Many of his war drawings are brutal indictments of Japanese atrocities. Hanged shows corpses in trees
that recall Goya’s Disasters of War series. Clean Up This Mess depicts a huge hand holding a garbage
bag stuffed with the Japanese flag, bloody samurai swords, and an octopus, ready to be dropped into the
void. The largest and most powerful is Torture, intended for a poster, showing the muscled torso of a man
wrestling with shackles that painfully bind his hands, all in black and white except for the red welts on his
skin.
Postwar Anxiety
For most Americans the end of World War II represented a great victory and triumphant confirmation of
the ideals for which they had fought. Kuniyoshi’s emotions were more complicated. As an American, he
shared in the joy of success, but he also felt anxiety, even despair, over the war and its aftermath. He felt
empathy for his fellow Japanese immigrants who were placed in internment camps during the war but was
hesitant to express his concerns overtly for fear of seeming unpatriotic.

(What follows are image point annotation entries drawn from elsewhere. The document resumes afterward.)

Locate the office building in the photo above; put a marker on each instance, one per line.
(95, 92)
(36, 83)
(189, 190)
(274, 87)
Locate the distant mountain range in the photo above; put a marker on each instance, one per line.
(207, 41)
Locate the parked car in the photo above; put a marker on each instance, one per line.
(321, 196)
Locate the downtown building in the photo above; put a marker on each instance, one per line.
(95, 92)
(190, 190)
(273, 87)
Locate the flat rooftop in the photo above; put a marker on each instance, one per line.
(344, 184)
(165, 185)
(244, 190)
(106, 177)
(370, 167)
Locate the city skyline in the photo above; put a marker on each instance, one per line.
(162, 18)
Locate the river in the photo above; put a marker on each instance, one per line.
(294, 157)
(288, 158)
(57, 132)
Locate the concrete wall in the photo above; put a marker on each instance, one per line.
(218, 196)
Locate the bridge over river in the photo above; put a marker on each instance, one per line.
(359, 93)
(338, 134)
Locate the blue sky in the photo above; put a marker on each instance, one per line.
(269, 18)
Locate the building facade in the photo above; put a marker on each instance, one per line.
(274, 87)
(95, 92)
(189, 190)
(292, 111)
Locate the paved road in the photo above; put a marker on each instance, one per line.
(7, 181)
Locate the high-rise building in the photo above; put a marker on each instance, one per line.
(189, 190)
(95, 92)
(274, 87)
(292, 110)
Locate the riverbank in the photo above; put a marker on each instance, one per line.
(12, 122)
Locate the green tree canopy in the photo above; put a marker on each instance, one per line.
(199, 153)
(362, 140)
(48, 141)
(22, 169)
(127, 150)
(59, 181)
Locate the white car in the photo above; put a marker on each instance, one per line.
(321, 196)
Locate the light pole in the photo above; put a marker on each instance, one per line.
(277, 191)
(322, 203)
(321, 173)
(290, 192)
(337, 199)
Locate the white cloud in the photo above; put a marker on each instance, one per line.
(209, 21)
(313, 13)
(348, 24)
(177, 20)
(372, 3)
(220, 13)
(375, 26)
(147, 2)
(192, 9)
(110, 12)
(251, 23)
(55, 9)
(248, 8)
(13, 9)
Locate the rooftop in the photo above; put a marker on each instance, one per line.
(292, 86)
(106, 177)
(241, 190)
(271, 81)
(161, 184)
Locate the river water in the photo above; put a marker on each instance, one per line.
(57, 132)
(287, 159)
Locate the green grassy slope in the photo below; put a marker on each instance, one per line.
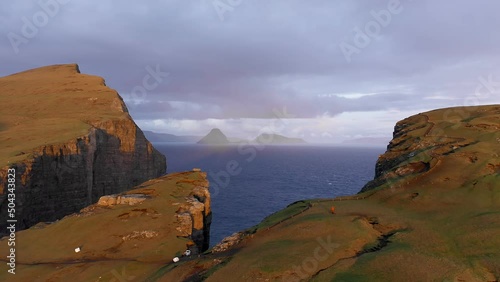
(433, 214)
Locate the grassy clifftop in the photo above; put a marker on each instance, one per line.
(432, 214)
(50, 105)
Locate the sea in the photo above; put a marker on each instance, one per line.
(250, 182)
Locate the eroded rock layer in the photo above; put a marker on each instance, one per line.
(70, 140)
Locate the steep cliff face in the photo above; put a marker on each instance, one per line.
(70, 140)
(194, 216)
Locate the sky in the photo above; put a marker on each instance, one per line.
(323, 70)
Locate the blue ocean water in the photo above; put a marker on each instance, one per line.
(249, 183)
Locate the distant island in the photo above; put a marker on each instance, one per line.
(217, 137)
(214, 137)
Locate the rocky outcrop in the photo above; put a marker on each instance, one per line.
(89, 145)
(139, 227)
(268, 138)
(421, 141)
(194, 217)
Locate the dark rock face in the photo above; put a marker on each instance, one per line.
(214, 137)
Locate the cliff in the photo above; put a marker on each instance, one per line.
(267, 138)
(70, 140)
(431, 214)
(124, 237)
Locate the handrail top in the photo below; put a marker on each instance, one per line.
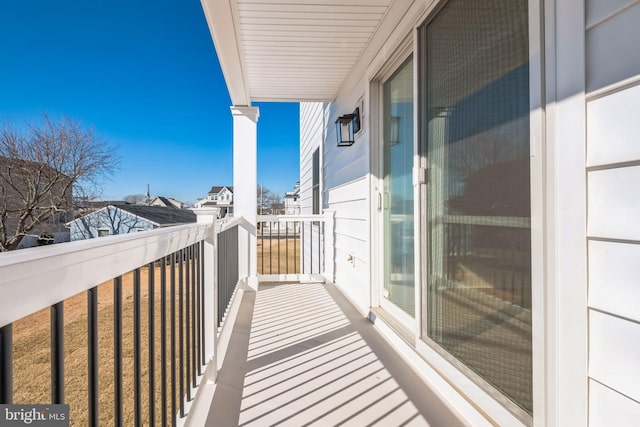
(285, 218)
(40, 252)
(33, 279)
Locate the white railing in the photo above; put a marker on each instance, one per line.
(295, 247)
(181, 259)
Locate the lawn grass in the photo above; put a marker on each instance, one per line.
(286, 261)
(32, 360)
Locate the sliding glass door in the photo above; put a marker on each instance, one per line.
(474, 112)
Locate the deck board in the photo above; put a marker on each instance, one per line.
(300, 354)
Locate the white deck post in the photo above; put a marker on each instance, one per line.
(245, 183)
(209, 216)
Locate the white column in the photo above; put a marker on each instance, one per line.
(245, 187)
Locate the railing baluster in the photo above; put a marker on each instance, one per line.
(57, 353)
(181, 328)
(320, 246)
(311, 247)
(173, 339)
(188, 320)
(270, 248)
(6, 364)
(151, 294)
(201, 357)
(137, 350)
(118, 416)
(92, 302)
(163, 341)
(194, 315)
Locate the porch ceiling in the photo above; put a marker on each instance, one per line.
(284, 50)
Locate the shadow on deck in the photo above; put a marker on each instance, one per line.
(300, 354)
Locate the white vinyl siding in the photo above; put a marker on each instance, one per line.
(613, 174)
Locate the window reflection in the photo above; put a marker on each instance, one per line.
(476, 106)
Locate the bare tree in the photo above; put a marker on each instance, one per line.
(43, 168)
(268, 201)
(135, 199)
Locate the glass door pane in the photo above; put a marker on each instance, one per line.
(478, 238)
(399, 285)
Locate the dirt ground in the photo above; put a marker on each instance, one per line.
(272, 262)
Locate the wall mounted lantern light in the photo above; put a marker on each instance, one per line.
(346, 127)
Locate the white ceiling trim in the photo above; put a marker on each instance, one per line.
(283, 50)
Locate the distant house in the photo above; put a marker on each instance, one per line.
(122, 219)
(167, 202)
(220, 197)
(292, 201)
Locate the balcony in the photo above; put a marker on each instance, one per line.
(167, 327)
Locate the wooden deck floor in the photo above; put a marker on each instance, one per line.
(300, 354)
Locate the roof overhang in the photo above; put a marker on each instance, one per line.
(279, 50)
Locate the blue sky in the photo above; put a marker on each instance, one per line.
(145, 75)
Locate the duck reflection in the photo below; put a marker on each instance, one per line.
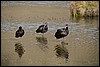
(42, 43)
(61, 50)
(19, 49)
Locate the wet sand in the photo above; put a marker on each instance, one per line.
(81, 46)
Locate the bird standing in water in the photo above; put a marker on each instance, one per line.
(42, 28)
(19, 32)
(61, 33)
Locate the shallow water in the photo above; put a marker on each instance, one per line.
(79, 48)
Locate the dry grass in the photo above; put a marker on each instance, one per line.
(85, 8)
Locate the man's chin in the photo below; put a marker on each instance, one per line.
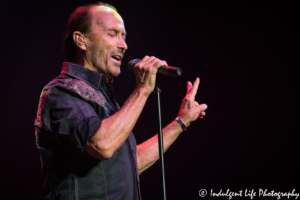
(114, 74)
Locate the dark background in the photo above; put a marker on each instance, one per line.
(245, 53)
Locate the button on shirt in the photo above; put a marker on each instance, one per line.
(70, 112)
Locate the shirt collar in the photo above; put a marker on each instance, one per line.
(93, 78)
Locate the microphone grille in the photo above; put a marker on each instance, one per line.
(131, 64)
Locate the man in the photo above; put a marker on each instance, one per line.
(87, 148)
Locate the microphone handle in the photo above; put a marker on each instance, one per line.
(163, 70)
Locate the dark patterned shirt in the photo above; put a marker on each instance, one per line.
(70, 112)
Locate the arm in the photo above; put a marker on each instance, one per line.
(148, 152)
(114, 130)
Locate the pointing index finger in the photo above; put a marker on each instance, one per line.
(195, 88)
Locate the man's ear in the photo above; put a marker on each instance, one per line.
(79, 40)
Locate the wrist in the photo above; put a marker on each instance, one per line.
(143, 91)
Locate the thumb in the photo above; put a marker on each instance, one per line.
(189, 87)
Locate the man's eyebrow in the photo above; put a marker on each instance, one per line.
(117, 31)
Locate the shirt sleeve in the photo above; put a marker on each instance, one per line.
(69, 120)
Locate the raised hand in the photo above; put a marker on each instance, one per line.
(190, 109)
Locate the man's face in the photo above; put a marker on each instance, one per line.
(106, 41)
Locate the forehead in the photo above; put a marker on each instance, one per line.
(105, 18)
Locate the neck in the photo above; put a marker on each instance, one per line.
(83, 62)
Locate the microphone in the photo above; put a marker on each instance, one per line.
(163, 70)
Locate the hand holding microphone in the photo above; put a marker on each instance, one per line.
(163, 70)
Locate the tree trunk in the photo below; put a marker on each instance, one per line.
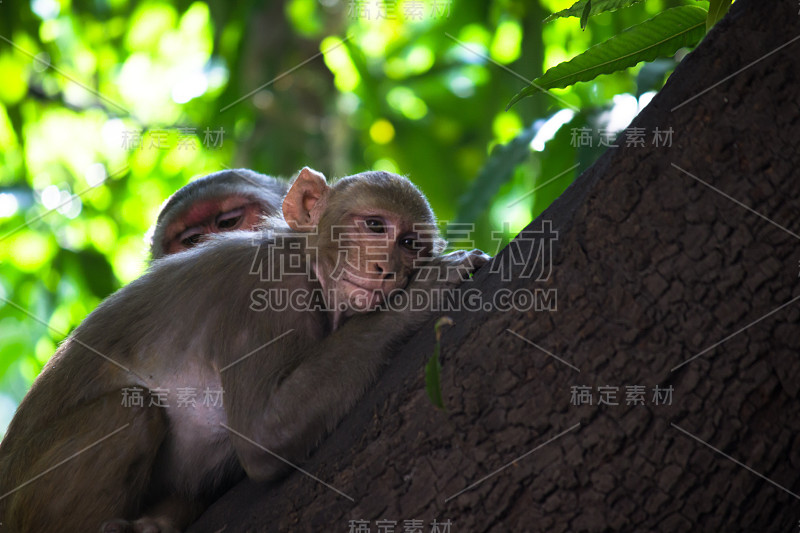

He was ashamed of the brutality
of the Japanese army but also felt sympathy for the victims of the atomic bombs. On the political front, he
was appalled by the postwar witch-hunts of the House Un-American Activities Committee. On the artistic
front, he felt out of step with abstract expressionism, which was emerging as the dominant style of
American art, at home and abroad.
Kuniyoshi expressed these complex emotions in his art. In unpublished autobiographical notes from 1944
he wrote: “If a man feels deeply about the war, or any sorrow or gladness, his feeling should be
symbolized in his expression, no matter what medium he chooses.” The artist’s postwar paintings are
dramatically different from his earlier work, with brighter, even acidic colors and compositions that
suggest chaos and confusion. In them is an underlying sense of disillusionment and bitterness. The forms
are symbolic, but the meaning of the symbols is often unclear.